Although I enjoy this record, I feel in terms of the sheer number of great riffs and motifs throughout Écailles De Lune and Les Voyages, this is always going to pale in comparison. The mood of the music is new and fresh and wonderful for Alcest, but I think in terms of the quantity of riffs that I say are amazing, this isn’t their best. And I think, honestly, that’s the only reason that I believe this is the weakest Alcest album yet, simply because of the quantity of great ideas. I love it, but taking the perspective of others, I can see how many who are not Alcest fanboys may find this ‘boring’. I really hope Neige continues the happier mood onto further albums, but he really should develop some more great melodies to base the atmosphere on.
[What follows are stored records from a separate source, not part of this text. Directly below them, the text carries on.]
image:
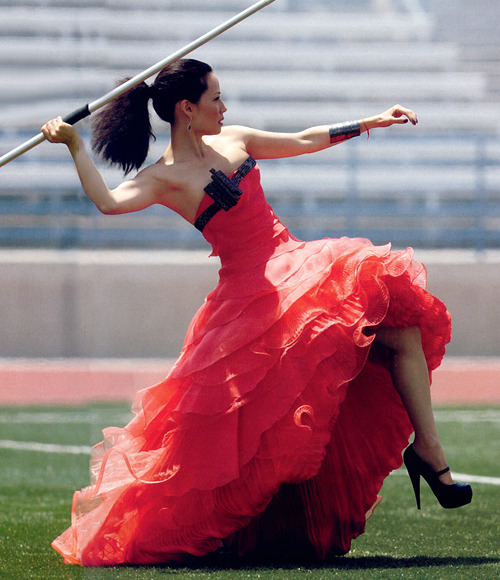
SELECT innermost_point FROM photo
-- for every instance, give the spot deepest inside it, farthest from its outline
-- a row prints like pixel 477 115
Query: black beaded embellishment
pixel 224 191
pixel 344 131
Like the final track, 10-minute “Délivrance”. Ever since “Eccailes De Lune”, the idea of a 10-minute Alcest track has been in the minds of everyone, wanting another thundering epic. But Délivrance just sort of meanders, holding together its main theme in waves of ambience. It’s pleasant music, but the fact that the 9 minutes of “Eccailes De Lune Part I” had more riffs than half of this album really shows how drawn out these pieces are becoming.

Shelter may not be a perfect record. It lacks the sheer quantity of great riffs and melodies that the past Alcest albums had, but I’m definitely loving the happier side. Allegedly this is the first Alcest record where Neige has stopped writing about his ‘experience’ (what it exactly is is still unclear), when he was a child, representing a moving forward of Alcest’s music into something new. Even though I think that Les Voyages is their best record, I could definitely see where people were coming from when they said it was trying to recreate past glory, and Shelter is most certainly a big step forward. It does get a bit empty sometimes, and a few of the songs, for a significant amount of time, are just pleasant ambience, but Opale and Away are definitely amongst Alcest’s best tracks.